Он ответил, помолчав немного. И постарался хорошо ответить, чтобы не разочаровать этого другого Саммеко, только что обнаружившегося.
— У публики на этот счет вкусы довольно своеобразные. На мой взгляд, совершенно новая газета может рассчитывать на успех только при условии гигантской рекламы. И то вопрос. Это одна из тех областей, в которых публика особенно консервативна. При равенстве прочих условий легче, по-моему, сделать популярным новый большой магазин, а новое лекарство — во всяком случае. Лекарства быстро стареют. Каждые пять лет, как я слышал, приходится выдумывать новое броское название для углекислой извести или толченого угля. С газетами же происходит почти обратное. Под кровом неизменного заголовка они могут менять свое направление, идеи, мнения. Публику это как будто не особенно стесняет. Кучка людей, привыкшая покупать «Санкцию», подумает, что все кончено, в то утро, когда исчезнет этот нелепый заголовок. И, наоборот, если мы сделаем усилие, то нет ничего невероятного в том, что несколько десятков тысяч парижан, для которых «Санкция» — уже старая, хоть и далекая знакомая, вообразят себе, будто с их стороны было раньше ошибкой не покупать ее, а поэтому начнут ее, в конце концов, покупать.

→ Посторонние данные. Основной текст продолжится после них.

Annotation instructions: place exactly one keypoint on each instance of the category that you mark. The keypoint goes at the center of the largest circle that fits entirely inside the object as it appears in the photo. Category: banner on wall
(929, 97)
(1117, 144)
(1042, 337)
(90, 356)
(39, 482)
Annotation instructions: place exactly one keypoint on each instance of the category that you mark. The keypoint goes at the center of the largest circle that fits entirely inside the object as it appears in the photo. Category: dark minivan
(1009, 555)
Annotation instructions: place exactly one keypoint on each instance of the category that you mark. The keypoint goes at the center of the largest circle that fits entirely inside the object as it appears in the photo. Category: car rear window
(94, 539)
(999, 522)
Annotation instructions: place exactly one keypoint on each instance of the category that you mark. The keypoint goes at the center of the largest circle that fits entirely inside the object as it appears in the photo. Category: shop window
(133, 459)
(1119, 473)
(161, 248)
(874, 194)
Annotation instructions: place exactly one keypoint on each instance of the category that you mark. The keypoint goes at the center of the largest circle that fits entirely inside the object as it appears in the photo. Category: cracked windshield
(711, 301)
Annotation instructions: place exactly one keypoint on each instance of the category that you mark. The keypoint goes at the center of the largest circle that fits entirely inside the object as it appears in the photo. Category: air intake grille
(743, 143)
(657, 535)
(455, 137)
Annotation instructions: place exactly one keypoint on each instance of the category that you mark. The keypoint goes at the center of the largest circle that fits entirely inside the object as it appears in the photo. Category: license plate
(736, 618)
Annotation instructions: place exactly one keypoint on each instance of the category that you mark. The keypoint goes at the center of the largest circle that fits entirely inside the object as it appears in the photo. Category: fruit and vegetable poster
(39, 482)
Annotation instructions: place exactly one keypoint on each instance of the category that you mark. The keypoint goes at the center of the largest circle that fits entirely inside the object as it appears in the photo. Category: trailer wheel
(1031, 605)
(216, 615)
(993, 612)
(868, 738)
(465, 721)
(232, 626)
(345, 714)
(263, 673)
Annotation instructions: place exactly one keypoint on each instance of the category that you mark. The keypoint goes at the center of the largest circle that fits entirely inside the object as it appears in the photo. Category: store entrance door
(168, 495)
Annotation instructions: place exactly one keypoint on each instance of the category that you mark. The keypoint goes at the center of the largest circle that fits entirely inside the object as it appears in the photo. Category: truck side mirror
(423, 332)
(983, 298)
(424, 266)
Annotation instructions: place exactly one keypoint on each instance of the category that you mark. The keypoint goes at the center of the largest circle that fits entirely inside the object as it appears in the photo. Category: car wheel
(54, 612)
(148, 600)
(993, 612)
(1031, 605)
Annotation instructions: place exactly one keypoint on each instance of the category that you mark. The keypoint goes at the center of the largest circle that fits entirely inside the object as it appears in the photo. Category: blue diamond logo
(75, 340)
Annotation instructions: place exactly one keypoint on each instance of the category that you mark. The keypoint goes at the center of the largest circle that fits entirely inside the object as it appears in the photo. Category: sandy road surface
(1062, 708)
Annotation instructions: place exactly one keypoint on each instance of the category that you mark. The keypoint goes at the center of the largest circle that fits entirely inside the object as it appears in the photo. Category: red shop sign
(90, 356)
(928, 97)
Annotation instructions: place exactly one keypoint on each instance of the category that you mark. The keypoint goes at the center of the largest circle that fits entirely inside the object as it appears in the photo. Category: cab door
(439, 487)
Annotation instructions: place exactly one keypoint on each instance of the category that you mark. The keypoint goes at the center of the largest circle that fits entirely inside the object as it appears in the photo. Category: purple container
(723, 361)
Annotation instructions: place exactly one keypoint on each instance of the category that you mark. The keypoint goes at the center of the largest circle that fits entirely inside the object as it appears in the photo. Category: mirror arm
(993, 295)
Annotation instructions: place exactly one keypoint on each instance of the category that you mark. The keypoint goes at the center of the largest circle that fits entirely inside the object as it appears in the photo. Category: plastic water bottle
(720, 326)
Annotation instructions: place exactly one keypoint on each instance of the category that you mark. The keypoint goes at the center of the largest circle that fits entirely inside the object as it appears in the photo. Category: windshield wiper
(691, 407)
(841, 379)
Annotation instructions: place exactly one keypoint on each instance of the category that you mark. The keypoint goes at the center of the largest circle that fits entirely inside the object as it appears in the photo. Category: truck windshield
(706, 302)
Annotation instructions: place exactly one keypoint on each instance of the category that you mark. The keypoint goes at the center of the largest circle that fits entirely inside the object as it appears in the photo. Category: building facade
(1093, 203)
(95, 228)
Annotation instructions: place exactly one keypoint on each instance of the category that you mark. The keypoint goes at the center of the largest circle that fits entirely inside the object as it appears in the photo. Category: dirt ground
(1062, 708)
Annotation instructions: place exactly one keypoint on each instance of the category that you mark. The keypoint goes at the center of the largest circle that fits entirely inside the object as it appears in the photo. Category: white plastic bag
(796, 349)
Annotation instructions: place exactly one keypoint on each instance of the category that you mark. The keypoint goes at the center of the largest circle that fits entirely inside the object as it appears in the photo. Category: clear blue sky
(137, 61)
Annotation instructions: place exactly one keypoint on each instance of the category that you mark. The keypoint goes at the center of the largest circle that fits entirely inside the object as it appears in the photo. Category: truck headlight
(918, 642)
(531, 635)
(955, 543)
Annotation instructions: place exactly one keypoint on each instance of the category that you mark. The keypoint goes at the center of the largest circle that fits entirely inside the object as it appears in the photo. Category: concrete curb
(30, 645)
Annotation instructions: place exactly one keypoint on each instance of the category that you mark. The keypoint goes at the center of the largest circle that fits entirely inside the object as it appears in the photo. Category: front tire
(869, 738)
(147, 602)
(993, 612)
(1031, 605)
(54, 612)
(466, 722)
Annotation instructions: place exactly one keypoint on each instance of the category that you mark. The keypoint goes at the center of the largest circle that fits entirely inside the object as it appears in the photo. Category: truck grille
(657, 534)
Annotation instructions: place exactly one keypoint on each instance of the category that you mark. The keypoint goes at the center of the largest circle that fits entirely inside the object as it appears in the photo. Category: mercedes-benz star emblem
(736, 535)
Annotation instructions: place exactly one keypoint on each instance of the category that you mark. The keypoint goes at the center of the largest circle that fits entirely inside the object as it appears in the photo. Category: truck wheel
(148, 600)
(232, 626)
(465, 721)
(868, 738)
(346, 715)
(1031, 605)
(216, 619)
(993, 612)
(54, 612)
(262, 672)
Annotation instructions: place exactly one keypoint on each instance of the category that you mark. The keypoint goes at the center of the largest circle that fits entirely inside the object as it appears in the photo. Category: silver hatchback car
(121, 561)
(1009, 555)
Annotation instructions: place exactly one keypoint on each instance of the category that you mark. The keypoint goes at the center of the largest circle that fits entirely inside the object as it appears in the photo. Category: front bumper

— Ну что ж. Сохраним название. И сохраним Трелара впредь до дальнейшего.
У Гюро все время вертелся на языке один вопрос. Он тщательно подыскивал для него форму, не столько из робости, сколько для того, чтобы предотвратить неправильное толкование его намерений.
Наконец, сказал:
— Я, кажется, представляю себе достаточно ясно свою будущую роль в преобразованной газете. Свою действительную роль. И я, в самом деле, не гоняюсь за чинами. Но два пункта еще неясны для меня: механизм осуществления моей власти и гарантии ее долгосрочности.
— Словом, ваши гарантии. Беспокойство ваше на этот счет вполне законно. В настоящее время положение очень простое. Вы отдаете распоряжения; им подчиняются. Трелар становится их исполнителем. Я натягиваю вожжи, когда он сбивается с шагу. Но есть и будущее. Я могу исчезнуть. Вам нельзя зависеть от перемещения капиталов, изменений в составе правления или прихотей. Я об этом думал. Найти решение не легко. Если бы вы пожелали занять должность главного редактора, с вами бы заключили договор. Я знаю, что такой договор можно всегда расторгнуть. Этот вопрос неустойки. И денежная гарантия вас, разумеется, не устраивает. Вы знаете, что в деле, имеющем характер акционерного общества, как в данном случае, есть одно только верное средство оставаться хозяином: иметь большинство акций или такое их количество, чтобы своим решением определять исход конфликтов между группами акционеров. О, я на это иду открыто. Этот пакет акций я готов с радостью предоставить вам. Но я вижу: вам это не нравится. Вы хмурите брови. Я уважаю ваши колебания… Как нам поступить?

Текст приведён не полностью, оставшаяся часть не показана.